There is a 10% chance of breaking the password in one tenth of your calculated time frame.

That assumes that the password is a modified English word and not a German, French, Russian or even a random selection of characters.

sHx
November 23, 2011 6:15 am

Open Sesame!

TerryS
November 23, 2011 6:19 am

Re: Disbeliever says:

Whoever has the original e-mail files can crack the code by using those e-mails against the files. If you can match up the original to the encrypted data it is much easier to crack.

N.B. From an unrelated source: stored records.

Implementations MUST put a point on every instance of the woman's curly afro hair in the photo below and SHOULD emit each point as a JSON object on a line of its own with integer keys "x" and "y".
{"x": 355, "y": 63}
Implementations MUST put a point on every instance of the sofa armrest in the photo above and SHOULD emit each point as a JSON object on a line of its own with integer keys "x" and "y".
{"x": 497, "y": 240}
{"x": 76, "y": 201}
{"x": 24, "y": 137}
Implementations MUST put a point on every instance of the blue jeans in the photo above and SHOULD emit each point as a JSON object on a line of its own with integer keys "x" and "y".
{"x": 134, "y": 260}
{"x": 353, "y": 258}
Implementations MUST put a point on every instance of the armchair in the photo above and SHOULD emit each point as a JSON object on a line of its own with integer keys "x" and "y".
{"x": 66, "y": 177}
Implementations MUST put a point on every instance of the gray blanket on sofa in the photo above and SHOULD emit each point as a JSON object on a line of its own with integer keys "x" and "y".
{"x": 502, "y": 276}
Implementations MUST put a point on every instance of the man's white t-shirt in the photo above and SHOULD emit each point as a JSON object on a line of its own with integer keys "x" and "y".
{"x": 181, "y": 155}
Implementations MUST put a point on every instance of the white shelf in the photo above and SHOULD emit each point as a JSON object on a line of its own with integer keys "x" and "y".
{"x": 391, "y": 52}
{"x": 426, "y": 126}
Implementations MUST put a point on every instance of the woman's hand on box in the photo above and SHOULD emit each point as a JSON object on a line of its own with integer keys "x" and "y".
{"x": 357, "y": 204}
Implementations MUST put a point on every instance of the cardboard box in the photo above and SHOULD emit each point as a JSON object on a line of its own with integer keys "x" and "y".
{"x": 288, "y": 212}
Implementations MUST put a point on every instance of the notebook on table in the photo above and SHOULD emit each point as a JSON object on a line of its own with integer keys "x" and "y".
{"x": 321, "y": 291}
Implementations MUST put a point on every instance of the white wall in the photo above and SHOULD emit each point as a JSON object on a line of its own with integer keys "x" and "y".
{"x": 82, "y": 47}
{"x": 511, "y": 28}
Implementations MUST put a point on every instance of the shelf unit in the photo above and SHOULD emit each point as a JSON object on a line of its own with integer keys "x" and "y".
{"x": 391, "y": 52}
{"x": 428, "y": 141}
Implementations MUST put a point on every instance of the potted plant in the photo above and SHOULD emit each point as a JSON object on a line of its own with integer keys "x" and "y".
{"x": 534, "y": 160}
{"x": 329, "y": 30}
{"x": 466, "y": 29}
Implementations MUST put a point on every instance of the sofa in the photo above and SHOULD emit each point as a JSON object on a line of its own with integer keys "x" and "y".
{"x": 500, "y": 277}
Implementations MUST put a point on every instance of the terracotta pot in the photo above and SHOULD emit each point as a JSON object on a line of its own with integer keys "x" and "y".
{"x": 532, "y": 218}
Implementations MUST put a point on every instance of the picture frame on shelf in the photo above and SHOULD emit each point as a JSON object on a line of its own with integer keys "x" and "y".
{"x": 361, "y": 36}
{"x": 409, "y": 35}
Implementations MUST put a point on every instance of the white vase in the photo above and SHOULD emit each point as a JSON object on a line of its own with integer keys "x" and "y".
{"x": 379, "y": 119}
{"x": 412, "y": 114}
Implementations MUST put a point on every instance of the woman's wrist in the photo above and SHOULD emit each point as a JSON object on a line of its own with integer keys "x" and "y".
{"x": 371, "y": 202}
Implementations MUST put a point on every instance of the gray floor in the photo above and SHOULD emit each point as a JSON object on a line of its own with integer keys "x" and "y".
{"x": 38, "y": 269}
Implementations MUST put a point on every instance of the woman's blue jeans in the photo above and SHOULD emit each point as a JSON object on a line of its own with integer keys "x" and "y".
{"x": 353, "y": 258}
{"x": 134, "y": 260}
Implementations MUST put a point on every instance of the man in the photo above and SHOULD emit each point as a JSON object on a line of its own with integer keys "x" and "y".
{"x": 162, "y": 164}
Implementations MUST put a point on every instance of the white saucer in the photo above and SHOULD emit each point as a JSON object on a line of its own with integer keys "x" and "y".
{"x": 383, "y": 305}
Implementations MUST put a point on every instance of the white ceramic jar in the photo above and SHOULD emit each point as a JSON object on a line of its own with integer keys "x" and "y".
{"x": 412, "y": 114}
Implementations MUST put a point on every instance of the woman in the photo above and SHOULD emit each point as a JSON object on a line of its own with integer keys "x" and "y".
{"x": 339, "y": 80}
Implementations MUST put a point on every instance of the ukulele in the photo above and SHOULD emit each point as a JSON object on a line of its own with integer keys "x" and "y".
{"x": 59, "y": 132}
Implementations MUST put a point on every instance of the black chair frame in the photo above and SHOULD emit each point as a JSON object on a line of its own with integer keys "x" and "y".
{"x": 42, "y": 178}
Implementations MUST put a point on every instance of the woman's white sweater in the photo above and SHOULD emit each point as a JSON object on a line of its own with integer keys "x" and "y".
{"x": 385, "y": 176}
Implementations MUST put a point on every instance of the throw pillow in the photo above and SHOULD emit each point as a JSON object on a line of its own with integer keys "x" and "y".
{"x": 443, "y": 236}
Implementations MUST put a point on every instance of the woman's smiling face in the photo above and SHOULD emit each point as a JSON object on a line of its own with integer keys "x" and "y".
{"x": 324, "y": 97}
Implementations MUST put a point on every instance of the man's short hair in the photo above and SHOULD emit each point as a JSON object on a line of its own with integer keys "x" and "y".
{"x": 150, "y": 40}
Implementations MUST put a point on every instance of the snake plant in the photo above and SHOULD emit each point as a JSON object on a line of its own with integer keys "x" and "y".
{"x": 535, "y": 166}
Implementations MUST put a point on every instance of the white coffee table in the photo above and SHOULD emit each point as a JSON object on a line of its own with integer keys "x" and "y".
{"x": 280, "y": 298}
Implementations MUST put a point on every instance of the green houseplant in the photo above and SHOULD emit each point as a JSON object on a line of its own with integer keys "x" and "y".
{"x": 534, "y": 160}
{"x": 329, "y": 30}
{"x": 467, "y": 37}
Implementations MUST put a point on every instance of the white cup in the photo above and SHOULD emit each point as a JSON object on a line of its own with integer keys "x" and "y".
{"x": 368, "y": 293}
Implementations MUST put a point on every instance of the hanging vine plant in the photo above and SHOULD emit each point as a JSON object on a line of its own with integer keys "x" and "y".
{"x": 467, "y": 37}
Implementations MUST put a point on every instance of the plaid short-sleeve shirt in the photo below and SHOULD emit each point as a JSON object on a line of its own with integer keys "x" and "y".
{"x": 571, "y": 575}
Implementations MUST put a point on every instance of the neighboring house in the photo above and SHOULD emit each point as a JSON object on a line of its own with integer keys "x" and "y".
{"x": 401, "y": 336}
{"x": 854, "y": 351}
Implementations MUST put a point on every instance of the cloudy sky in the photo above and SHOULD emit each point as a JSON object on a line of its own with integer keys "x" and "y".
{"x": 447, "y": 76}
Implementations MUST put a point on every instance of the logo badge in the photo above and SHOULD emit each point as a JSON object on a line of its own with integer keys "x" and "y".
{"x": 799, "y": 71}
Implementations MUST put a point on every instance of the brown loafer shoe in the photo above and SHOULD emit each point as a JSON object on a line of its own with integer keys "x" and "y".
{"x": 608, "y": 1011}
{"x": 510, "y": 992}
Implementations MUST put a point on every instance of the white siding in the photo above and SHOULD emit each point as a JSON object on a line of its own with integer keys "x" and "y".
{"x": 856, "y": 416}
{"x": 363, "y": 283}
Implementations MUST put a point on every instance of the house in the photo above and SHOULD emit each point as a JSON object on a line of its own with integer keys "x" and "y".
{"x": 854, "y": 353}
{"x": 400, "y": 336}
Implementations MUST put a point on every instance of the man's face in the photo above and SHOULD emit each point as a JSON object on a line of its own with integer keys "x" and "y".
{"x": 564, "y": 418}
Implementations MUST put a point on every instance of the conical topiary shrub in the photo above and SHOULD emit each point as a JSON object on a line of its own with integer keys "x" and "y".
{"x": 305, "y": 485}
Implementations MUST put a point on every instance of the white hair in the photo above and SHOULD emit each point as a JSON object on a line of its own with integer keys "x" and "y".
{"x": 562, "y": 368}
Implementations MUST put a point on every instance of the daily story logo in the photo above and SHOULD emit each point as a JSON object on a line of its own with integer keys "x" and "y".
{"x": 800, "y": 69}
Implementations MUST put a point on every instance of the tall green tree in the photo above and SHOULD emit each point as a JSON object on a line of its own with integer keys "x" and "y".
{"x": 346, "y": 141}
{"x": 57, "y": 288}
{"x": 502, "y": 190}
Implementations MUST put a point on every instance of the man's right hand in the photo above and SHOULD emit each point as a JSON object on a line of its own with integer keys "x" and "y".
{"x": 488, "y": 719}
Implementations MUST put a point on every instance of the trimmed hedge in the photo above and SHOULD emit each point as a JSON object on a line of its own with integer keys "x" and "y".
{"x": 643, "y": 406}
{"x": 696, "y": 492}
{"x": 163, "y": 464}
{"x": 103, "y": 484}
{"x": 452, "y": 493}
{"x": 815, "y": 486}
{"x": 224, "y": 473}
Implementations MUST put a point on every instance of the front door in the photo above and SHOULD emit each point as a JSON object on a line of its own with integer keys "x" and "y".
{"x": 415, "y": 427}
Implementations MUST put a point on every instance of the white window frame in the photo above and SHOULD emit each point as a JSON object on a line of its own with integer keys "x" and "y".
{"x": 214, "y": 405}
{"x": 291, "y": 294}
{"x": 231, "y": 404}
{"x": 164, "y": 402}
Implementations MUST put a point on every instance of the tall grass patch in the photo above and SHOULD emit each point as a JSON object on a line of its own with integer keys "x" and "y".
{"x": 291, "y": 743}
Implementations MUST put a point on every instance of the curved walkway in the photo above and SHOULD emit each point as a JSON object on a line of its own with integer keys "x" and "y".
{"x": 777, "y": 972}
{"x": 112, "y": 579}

There are 244 files in the encrypted all.7z that also appeared in the original Climategate 1.0 version.
You can not take the encrypted file and the unencrypted file and then derive the key from the two of them. Having an unencrypted copy will mean that you don’t have to decrypt an entire archive entry to test the password, just the first 16 bytes.

climate creeper
November 23, 2011 6:26 am

Hercules?
After all, he slew Cerberus, the multi-headed hellhound who guarded the gates of the Underworld.

B. Woo
November 23, 2011 6:33 am

If I had the pass-phrase, what would it be worth?
… and to whom?
… and would that be in unmarked US dollars?

Dave
November 23, 2011 6:36 am

Just to confirm, the password given above is correct: “A miracle has happened.” – case sensitive, with the full-stop(/period), without the quotes.

Mark Buehner
November 23, 2011 6:49 am

Even assuming the NSA doesn’t have a backdoor in 7zip (which is probably a bad assumption), their algorithms could crack that key in hours or minutes if it is anything based in a language. Brute force isn’t really relevant. Real secure keys use truly random phenomenon like atmospheric changes to generate a one time pad, but that seems unlikely here. Unfortunately we don’t have access to the 50 acres of processors the NSA uses.

Dave Springer
November 23, 2011 7:04 am

Maurizio Morabito (omnologos) says:
November 22, 2011 at 4:32 pm
“The technical details might be revealing on who’s behind FOIA.org. How many interested parties knew of 7z at UEA?t”
7zip is pretty popular. I use it frequently for sending dll and exe files via email. Most email providers, especially big free ones like hotmail, gmail, and yahoo block the transmission of attachments containing executable files for security purposes. Zipping an .exe file doesn’t help as the email providers can and do examine the contents of zip files. They don’t have algorithms to look inside 7zip files so it’s easy to use that instead of plain zip. 7zip also gets hellaciously better compression rates which is icing on the cake. It’s also open source, with an SDK, so no one ever has to pay for it and you can customize it and/or bundle it into applications of your own.
Given its popularity among the more computer literate and everyone in the open source community the answer to your question is that pretty much anyone at UEA might know about it.

Dave Springer
November 23, 2011 7:06 am

Mark Buehner says:
November 23, 2011 at 6:49 am
“Even assuming the NSA doesn’t have a backdoor in 7zip”
That’s a pretty safe assumption since 7zip is open source.